Its unique design allows for the mixing blade to rotate at up to 16,000 rpm, producing a blade tip speed of 100 m/s. That action can rapidly disperse, shear, and mix ultrafine particles that traditional industrial and lab mixers cannot replicate.
Nanopersion Mixers are ideally suited for cosmetics, particularly mixing foundation compounds and foodstuff mixing where low agglomeration is critical. They are also well-suited to producing powdered silver, alumina, and silica.
Kawata’s Nanopersion Piccolo Mixer is a desktop laboratory model utilizing the same revolutionary nanoparticle mixing system as the full-scale Nanopersion HDPE Mixer. Just like its full-size counterpart, the Piccolo is capable of blade rotations up to 16,000 rpm and blade tip speeds of 100 m/s. The smaller-scale Piccolo features a cooling jacket and operates at 100 V.
The Nanopersion Piccolo is also designed for easy disassembly and cleaning. It is suitable for small batch test runs and experimentation.
The more uniformly the black nanoparticles of acetylene black are dispersed on the surfaces of the white calcium carbonate particles, the more the brightness decreases (the color becomes black), and this serves as a criterion for determining the degree of dispersion and mixing.
Graph 1 shows the results of mixing and dispersion of calcium carbonate microparticles and acetylene black nanoparticles at different blade tip rotational speeds.
It was found that as the tip speed increases, the brightness of the mixture tends to decrease rapidly, indicating that dispersion of the acetylene black nanoparticles has progressed.
Photograph 2 shows SEM photographs of powders at different mixing speeds.

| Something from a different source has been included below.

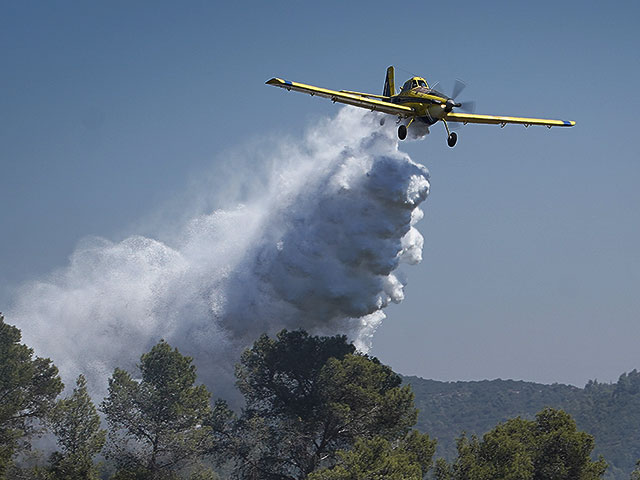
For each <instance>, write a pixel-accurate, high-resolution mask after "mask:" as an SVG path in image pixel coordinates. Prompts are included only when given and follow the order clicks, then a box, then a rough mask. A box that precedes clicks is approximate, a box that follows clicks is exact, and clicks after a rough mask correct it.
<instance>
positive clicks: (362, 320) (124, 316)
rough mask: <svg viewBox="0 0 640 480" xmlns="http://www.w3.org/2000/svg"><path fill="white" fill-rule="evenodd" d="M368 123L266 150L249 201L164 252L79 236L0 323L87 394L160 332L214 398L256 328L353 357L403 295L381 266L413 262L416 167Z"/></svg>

When the mixing time was 10 min, large agglomerates of acetylene black nanoparticles were observed, even at a tip speed of 80 m/s.
However, when the tip speed was 100 m/s, the presence of large agglomerates was not observed, making it possible to confirm that the nanoparticles were almost uniformly dispersed on the surfaces of the large calcium carbonate particles.